Zusammenhänge rund  um Schilddrüsenprobleme

Die Schilddrüse wird im Hirn durch die Hypophyse mit dem Hormon TSH gesteuert. Wenn die Schilddrüse nicht mehr richtig gesteuert wird, verschieben sich die TSH-Werte zum Teil sehr stark. Die Schilddrüse selbst produziert vorwiegend das Hormon T4 und in kleinen Mengen auch direkt das Hormon T3. Das T4 ist hauptsächlich eine Reserve welche später in T3 (aktivierend) oder in rT3 (drosselnd) umgewandelt wird. Fast alle Schilddrüsenprobleme haben einen direkten oder indirekten Zusammenhang mit Schlacken und Giften sowie Schwermetall. Für eine gut funktionierende Schilddrüse braucht es Jod und Selen. Wenn viele für den Körper giftige Schwermetalle die Schilddrüse blockieren, kann diese Selen und Jod nicht mehr aufnehmen. Deshalb müssen die belastenden Schwermetalle und andere chemische Gifte ausgeleitet werden. Die Schilddrüse ist zudem äussert empfindlich auf eine Übersäuerung und Verschlackung des Bindegewebes. Die Übersäuerung des Bindegewebes entsteht hauptsächlich durch:

  1. Zu viel andauernder negativer Stress (Distress). Dieser Stress schwächt das vegetative Nervensystem, welches deshalb alle Organe nicht mehr optimal steuern kann. Besonders die Schilddrüse, der Magen und die Verdauungsorgane reagieren empfindlich. So werden die Lymphe und das Bindegewebe allmählich übersäuert.

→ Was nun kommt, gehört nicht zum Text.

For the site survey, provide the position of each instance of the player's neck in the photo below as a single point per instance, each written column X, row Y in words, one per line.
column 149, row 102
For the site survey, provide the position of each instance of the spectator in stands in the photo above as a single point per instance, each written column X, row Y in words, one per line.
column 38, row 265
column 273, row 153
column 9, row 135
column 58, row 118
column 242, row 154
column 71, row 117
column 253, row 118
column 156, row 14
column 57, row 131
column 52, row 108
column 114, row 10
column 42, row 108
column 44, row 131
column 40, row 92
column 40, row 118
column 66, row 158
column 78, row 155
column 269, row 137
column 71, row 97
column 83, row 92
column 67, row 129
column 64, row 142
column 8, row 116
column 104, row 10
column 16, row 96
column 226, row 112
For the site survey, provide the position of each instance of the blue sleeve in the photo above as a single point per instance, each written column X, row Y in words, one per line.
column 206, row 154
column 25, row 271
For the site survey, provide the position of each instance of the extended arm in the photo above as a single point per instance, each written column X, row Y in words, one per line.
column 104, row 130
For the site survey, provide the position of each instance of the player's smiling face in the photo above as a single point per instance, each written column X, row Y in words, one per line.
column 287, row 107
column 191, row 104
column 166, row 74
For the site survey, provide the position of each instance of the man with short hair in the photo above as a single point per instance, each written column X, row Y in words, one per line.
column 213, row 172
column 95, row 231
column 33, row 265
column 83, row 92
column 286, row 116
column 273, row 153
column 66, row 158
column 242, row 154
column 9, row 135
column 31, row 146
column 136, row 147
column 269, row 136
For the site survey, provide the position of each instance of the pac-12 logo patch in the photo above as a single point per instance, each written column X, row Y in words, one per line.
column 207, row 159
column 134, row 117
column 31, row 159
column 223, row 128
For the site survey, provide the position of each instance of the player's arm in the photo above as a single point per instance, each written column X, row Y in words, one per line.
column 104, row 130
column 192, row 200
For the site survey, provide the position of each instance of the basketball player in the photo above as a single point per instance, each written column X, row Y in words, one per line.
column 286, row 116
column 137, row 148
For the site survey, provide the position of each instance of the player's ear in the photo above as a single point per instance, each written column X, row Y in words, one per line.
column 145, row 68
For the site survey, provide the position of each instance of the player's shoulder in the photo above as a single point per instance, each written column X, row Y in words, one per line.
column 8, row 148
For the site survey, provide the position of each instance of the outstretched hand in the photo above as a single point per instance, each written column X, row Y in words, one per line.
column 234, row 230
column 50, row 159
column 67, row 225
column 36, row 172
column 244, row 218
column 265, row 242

  2. Zu wenig qualitative Magensäure (PH-Wert zu wenig tief), dafür eine zu grosse Menge an zu schwacher Magensäure (PH-Wert zu hoch). Wenn die Menge und der PH-Wert der Magensäure zu hoch ist (also zu wenig sauer), bekommt als Ausgleich das Blut zu wenig Bicarbonat (also zu wenig Base). Wenn zu wenig Bicarbonat im Blut ist, übersäuert langfristig die Lymphe und das Bindegewebe. Menschen mit Magenbändern oder Magenbypass bekommen deshalb fast alle ein Schilddrüsenproblem.

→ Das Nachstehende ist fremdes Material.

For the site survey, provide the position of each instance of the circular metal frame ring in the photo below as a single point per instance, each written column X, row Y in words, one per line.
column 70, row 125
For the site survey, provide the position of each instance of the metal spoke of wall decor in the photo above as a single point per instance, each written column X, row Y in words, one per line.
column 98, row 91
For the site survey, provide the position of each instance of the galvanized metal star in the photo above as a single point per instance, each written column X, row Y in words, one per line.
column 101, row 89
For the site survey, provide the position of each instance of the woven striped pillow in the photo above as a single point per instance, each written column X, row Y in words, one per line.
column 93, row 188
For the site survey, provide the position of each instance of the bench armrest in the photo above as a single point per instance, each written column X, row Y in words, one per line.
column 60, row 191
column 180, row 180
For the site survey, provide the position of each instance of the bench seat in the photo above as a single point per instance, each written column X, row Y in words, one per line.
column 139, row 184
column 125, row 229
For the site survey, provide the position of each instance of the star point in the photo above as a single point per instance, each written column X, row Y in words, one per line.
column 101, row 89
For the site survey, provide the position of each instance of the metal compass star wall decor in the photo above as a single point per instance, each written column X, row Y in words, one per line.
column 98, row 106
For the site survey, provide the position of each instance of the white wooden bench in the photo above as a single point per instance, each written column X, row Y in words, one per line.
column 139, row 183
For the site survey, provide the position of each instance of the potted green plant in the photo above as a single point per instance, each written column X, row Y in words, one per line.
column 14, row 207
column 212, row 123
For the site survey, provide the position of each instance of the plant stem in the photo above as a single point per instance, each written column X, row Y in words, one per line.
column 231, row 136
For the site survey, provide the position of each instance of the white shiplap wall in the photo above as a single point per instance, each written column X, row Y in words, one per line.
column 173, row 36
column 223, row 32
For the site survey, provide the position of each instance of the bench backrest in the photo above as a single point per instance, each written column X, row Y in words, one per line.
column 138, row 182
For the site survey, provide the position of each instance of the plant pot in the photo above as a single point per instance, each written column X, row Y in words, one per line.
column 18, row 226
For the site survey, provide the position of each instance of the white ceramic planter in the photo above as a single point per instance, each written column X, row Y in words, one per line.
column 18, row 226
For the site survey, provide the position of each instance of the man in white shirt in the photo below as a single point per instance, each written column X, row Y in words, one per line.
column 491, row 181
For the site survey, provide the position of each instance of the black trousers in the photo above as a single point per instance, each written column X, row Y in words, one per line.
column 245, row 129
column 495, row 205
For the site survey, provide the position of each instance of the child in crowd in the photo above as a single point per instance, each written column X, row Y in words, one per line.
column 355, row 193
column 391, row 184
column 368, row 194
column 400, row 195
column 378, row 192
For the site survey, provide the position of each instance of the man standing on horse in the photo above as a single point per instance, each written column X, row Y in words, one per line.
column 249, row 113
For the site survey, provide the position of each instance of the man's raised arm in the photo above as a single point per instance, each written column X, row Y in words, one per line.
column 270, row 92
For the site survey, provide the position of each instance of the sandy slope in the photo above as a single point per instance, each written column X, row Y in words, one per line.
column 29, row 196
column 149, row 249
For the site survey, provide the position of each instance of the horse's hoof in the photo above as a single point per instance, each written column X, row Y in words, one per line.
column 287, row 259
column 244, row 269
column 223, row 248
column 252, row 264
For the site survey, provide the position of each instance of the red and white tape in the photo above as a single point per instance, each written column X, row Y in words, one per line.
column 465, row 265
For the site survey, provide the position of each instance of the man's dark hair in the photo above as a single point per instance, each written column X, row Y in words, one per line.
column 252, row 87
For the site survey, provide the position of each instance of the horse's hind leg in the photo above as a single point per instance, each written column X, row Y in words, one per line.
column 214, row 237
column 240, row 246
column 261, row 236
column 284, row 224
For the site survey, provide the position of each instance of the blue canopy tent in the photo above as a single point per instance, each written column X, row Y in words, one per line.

  3. Zu viel saure Nahrung. Die wichtigste saure Nahrung, welche reduziert werden muss, sind die einfachen Kohlenhydrate. Sobald die Gesamtheit der Kohlenhydrate 40% der gesamten Kilokalorien nicht mehr übersteigt, wird der Körper nicht mehr übersäuert.
  4. Zu viele tierische Eiweisse (aber auch Fette) aus industrieller Produktion (Stressfleisch und -fisch, welche übersäuert sind) und zu wenig essentielle vegane Aminosäuren und Proteine. Industriell hergestelltes Fleisch sowie Fisch übersäuert nicht nur den Körper, sondern liefert zudem grosse Mengen an Stresshormonen. Die Schilddrüse ist beidem gegenüber sehr empfindlich.

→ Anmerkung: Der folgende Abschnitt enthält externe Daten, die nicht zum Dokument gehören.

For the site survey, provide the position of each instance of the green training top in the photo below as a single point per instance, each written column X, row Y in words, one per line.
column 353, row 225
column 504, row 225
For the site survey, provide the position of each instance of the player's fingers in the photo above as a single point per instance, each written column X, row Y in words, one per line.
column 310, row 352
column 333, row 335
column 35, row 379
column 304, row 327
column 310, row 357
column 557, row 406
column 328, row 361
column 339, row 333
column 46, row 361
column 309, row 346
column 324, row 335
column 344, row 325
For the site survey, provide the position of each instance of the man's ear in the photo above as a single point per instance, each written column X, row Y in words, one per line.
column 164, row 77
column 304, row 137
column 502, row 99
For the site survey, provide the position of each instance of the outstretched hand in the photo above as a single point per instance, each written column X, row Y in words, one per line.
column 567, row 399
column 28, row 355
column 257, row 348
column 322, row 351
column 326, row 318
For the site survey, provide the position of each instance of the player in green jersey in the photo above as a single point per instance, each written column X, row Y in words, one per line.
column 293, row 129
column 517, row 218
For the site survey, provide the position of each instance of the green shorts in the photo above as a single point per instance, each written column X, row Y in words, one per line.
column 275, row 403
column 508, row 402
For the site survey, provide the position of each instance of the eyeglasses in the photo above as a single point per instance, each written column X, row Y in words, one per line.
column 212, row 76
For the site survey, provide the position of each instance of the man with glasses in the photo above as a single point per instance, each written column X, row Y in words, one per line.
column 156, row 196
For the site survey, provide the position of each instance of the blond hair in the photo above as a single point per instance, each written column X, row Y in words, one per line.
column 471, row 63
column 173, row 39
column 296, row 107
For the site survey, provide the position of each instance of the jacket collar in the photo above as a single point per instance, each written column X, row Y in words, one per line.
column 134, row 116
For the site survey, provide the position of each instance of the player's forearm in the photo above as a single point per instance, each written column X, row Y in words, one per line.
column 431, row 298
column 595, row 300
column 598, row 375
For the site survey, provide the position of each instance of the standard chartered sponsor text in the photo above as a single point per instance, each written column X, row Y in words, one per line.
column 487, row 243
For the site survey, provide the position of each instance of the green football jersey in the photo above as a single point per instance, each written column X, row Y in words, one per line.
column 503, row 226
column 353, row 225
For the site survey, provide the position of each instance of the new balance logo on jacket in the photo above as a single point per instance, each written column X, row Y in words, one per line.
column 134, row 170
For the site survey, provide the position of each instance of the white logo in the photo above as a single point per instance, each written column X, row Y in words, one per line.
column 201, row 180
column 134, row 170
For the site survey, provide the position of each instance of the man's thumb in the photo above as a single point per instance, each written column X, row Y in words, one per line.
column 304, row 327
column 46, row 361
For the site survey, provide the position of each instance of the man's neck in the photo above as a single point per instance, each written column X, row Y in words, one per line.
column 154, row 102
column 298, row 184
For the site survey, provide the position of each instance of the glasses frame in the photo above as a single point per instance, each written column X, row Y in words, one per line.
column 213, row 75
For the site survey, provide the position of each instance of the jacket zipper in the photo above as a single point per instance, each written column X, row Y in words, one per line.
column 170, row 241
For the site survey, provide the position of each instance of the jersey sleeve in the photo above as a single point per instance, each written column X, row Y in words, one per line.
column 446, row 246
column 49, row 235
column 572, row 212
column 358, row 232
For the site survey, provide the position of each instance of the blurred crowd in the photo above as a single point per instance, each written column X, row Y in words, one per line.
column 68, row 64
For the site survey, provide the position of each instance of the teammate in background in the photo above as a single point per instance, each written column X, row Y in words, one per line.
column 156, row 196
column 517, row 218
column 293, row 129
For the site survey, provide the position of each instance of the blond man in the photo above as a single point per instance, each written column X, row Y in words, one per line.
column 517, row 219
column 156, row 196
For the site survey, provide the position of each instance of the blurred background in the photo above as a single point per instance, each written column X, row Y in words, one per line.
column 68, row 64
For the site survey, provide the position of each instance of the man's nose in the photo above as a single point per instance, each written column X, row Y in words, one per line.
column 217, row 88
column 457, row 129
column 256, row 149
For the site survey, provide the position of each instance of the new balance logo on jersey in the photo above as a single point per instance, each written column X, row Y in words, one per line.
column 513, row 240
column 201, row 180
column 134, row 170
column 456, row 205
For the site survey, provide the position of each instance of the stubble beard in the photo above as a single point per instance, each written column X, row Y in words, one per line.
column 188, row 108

  5. Zu wenig Bewegung. Die Bewegung zwingt uns zu einer tiefen Atmung. Nur wenn die Lunge gut entsäuert, also CO2 ausstösst, kann der Körper gut entsäuert werden. Wer täglich 10'000 Schritte geht, der entsäuert optimal. Je älter der Mensch wird, je mehr müsste er gehen (nicht je weniger). Ab Alter 50 sollten 12'000 Schritte und ab Alter 70 sogar 14'000 Schritte pro Tag gemacht werden. Das Gehen ist das billigste und beste Anti-Aging und hält den Stoffwechsel hoch.
  6. Zu wenig Entsäuerung hauptsächlich über die Niere, aber auch über die Haut und über den Darm. Hier muss mit Nahrungsergänzungsmitteln nachgeholfen werden.
  7. Bei Fettstoffwechselstörungen (Fettleber) oder Zuckerstoffwechselstörungen (Prädiabetes oder Diabetes) wird die Schilddrüse oft in Mitleidenschaft gezogen.

Der erste Schritt zu einer gesunden Schilddrüse heisst folglich Entgiftung, Entschlackung und Entsäuerung des gesamten Körpers.